成田空港の利用者は年間約4千万人、輸出入額では海港を上回り日本最大だ。多くのヒトとモノが行き交う中で、不正に目を光らせる最前線の一つである税関の現場を見学する機会を得た。
禁止薬物の持ち込みが後を絶たない。ビニールの袋詰めを堂々とかばんに入れ持ち込もうというやからがいる一方で、スーツケースを二重底にしたり、布にしみこませたり、手口は多様。カプセルを飲み込んだり、体腔(たいこう)に入れたりして通り抜けようとする者については、病院でレントゲンを撮り証拠を固めるなど、大変な苦労があるようだ。

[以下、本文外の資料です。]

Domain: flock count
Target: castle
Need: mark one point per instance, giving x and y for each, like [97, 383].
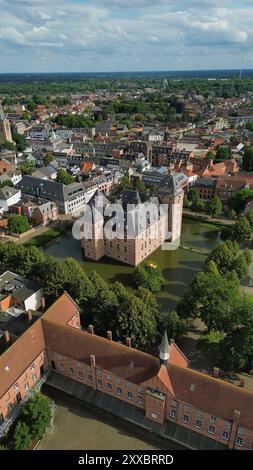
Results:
[136, 245]
[161, 394]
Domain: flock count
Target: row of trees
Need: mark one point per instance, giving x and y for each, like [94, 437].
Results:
[214, 296]
[106, 307]
[193, 201]
[35, 418]
[149, 276]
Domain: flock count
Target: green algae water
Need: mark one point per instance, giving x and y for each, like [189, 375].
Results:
[179, 267]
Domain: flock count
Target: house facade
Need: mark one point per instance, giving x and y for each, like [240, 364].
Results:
[164, 389]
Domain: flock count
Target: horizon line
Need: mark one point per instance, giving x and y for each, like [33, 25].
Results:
[131, 71]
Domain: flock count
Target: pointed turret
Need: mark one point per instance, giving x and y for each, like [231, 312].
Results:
[164, 349]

荷物・貨物のチェックには、麻薬探知犬が活躍している。手荷物の引き取り場所では人懐こいラブラドール、バックヤードではこわもてのシェパードというのが面白い。きちんと働いてもらうには、薬物を見つけた際に褒めて遊んであげることが重要だという。人間も同じかもしれない。

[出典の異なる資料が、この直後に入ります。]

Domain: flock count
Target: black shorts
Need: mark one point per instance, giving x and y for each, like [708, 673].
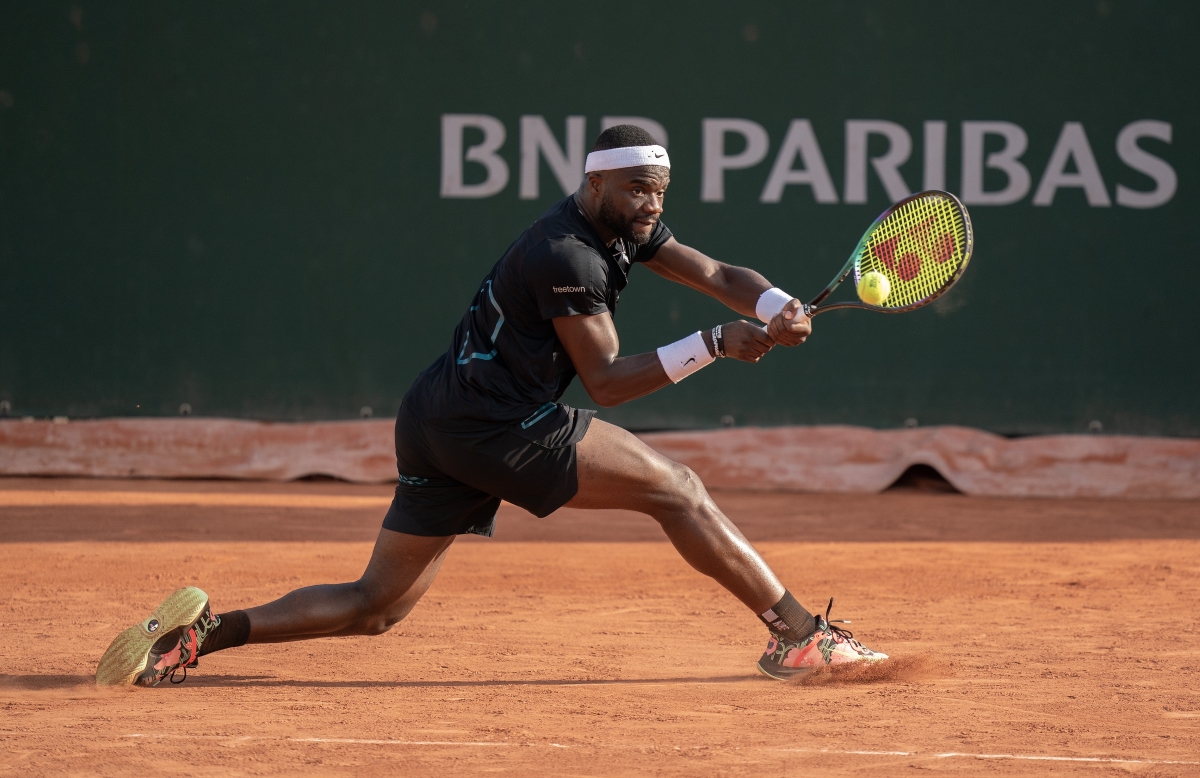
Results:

密輸されたゴールドを国内で仕入れたと偽って、再び海外に持ち出し消費税の還付を求めるケースも問題になっている。先日、羽田空港で話題となった多額の現金の海外への持ち出しもこのような活動につながっている懸念がある。何度も成田と海外を往復している者を特定し、チェックを強めている。
ECが拡大する中で、日本製品の粗悪な模倣品の輸入にも目を光らせている。差し押さえられた浄水器のキットや立体シールの段ボールが事務所に山積みにされていた。
税関の仕事は24時間365日。このような努力の下に航空輸送が支えられていることに改めて感謝したい。